Welcome to the banner sixth issue of The Wall, our modest triannual promulgation of world literature and the visual environment.
A virtual turn of these pages will bring you to Mark Wyers’ microfiction, as well as to the second in our series of Criminal Elements pocket anthologies, this one containing extracts from more lengthy prose works by Alan Learst, Thomas Carney and John Feiffer. The former two are Wall 5 alums, and the latter is new to these pages.
We are also privileged to present a chapter of Marta Aponte Alsina’s novel The Happy Death of William Carlos Williams, both in English translation and its original Spanish.
Nor do these pages lack for poetry, including work by Rozann Kraus. Jan Schmidt’s essay in remembrance of her late friend and collaborator J.D. Rage contains a selection of poems by this multifaceted artist whose work encapsulates the spirit of the East Village’s Punk/No Wave era.
Nonfictionwise, we are delighted to re-present Joe Dimow’s account of his experiences as a Milgram experiment subject, first published in 2004. His piece feels especially resonant in our present political climate.
Add to the mix yours truly’s appreciation of Aretha Franklin’s “Think,” and a meditation on the cultural slippery slope of translation from the Chinese.
On the visual front, you’ll find further selections from Bill Gubbins’ astonishing images of Greater Nashville, This American Carnage, whose title ironically twists a phrase used by Donald Trump in his inaugural address. Taken together with Alan Learst’s documentation of Detroit’s vicissitudes, these images gesture toward a newly emerging photographic “literature” of protest.

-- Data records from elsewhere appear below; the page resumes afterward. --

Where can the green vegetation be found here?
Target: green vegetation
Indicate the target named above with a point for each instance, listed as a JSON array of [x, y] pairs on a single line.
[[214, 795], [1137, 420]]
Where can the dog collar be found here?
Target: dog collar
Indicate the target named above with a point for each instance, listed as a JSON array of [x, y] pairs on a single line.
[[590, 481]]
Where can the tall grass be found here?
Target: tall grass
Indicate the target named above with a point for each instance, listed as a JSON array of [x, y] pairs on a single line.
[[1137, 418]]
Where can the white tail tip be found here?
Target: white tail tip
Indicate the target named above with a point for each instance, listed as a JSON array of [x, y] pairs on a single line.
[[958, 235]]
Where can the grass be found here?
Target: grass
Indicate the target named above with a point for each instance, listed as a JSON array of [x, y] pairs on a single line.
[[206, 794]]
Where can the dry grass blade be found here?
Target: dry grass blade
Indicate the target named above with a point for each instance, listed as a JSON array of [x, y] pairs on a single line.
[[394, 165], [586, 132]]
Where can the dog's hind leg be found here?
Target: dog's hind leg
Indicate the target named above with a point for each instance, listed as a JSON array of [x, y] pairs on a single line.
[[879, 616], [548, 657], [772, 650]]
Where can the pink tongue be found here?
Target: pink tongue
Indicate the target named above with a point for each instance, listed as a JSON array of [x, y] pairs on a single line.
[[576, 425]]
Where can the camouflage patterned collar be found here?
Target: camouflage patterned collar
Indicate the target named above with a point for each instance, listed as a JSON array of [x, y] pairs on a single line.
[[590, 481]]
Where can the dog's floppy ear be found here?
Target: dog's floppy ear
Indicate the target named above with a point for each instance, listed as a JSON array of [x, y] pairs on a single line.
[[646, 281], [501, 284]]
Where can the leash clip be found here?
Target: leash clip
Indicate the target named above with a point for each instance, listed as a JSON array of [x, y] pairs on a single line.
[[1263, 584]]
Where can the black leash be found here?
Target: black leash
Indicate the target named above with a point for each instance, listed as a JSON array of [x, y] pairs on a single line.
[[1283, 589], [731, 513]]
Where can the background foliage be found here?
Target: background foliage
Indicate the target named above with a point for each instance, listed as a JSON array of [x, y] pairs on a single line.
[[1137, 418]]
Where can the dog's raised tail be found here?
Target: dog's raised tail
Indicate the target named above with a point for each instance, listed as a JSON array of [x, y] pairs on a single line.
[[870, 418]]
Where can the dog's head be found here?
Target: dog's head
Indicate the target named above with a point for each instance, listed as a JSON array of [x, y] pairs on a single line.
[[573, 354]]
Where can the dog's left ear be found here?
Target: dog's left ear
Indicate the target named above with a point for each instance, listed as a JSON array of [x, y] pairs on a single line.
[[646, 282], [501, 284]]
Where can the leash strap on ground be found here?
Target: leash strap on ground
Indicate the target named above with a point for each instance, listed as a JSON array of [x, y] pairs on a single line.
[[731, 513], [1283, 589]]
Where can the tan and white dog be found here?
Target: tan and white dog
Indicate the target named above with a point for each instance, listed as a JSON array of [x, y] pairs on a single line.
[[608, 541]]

This issue's Remarkable Reads: review and commentary by Bronwyn Mills on work by Kurdish Iranian, Behrouz Boochani, and a memoir about the last of the Black Mountain graduates by Martha King.
A time and space-warping Colophon and an updated News and Links page top off our (unofficial) Holiday Cornucopia of The Wall, into which we have built numerous portals. We hope you’ll have a fruitful time within. No visas necessary, just a desire to enter.